About Mother Puffer NYC

About the Founder
Despite being in my early 50s, a couple of years ago I made the bold choice to step away from a 22-year career as a college professor to pursue a dream I had been carrying quietly for years — to design a puffer coat that wasn’t a shapeless or unflattering garment, but a piece of architecture. A coat that carved out a silhouette instead of erasing it.
My academic work lived at the intersection of Italian cultural studies, Feminist Studies, and Critical Race Theory. Those frameworks shaped how I understand visibility — whose stories are amplified, whose bodies are celebrated, whose presence is granted space. I kept thinking how clothing can either erase us or insist that we belong. That idea eventually condensed into a brand idea, and ultimately into my debut design, The Signature Silhouette.
The impulse behind Mother Puffer NYC wasn’t born from fashion alone. I grew up between identities: Korean by birth, raised by an Italian father and an English mother. My life unfolded in the spaces where cultures rub against each other, where categories don’t quite hold. I learned early on that the “in-between” isn’t a void; it’s its own kind of territory, a place where opposites can sit side by side without collapsing into harmony. Hybridity became less a theme and more a pulse — the quiet architecture of how I think.

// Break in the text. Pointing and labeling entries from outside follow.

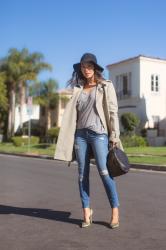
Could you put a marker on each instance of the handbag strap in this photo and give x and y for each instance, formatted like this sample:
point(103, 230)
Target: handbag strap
point(105, 107)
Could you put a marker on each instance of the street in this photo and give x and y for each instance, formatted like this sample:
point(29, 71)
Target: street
point(40, 208)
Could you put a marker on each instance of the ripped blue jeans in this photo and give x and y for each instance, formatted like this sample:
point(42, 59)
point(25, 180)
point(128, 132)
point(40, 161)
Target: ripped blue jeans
point(85, 140)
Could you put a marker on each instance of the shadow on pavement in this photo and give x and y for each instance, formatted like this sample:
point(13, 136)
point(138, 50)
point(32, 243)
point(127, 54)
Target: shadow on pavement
point(48, 214)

When I turned to the puffer coat, I recognized that same duality. It has always been treated as a purely functional object, almost anonymous in its purpose. But I saw a chance to disturb that assumption. To coax something sculptural out of something utilitarian, to let insulation and intention coexist without forcing one to dominate the other. Reworking the puffer became a way of exploring the tension I’ve lived with my whole life — not resolving it, but giving it form.
About the Brand
Mother Puffer NYC grew out of the desire to reimagine the most democratic piece of outerwear as something with posture and point of view. In these silhouettes, I’m chasing the architecture of confidence — the angle of a shoulder, the lift of a collar, the line that guides the eye. I want the coat to stand with you, not simply on you.
This is a brand built on contradiction: softness and edge, warmth and structure, utility shaped into something that refuses to disappear into the winter crowd. It carries the imprint of a childhood stretched across continents and cultures, the restlessness of someone who never quite belonged to a single world, of a mind shaped by theory. And it holds the electricity of New York, a city that has no patience for hesitation but rewards those who move with intention.
I chose to have every coat made not just in the US, but in New York. These are not mass-produced garments; each piece is meticulously constructed with paneling, shaping, and artisanal finishing. It’s a coat built to honor the person wearing it — the one who knows that presence is not volume, but clarity.
Mother Puffer isn’t meant to be a label you simply wear. It’s an ally of sorts, a piece that shifts your posture a little and reminds you of your own outline. It turns ordinary moments — subway steps, a late-night walk, a cross-town dash — into something with a flicker of cinematic charge.
The Promise
The promise isn’t a slogan. It’s a point of view: outerwear as a site of reinvention, as a place where function doesn’t cancel beauty, and beauty doesn’t require fragility. These coats are built to endure the cold, yes, but they’re also built to let you inhabit yourself more fully. Mother Puffer NYC is the expression of a life lived in the liminal spaces — and the conviction that what exists between categories can be its own kind of strength, its own kind of style.
Born from the liminal spaces, crafted with intention, and made in New York.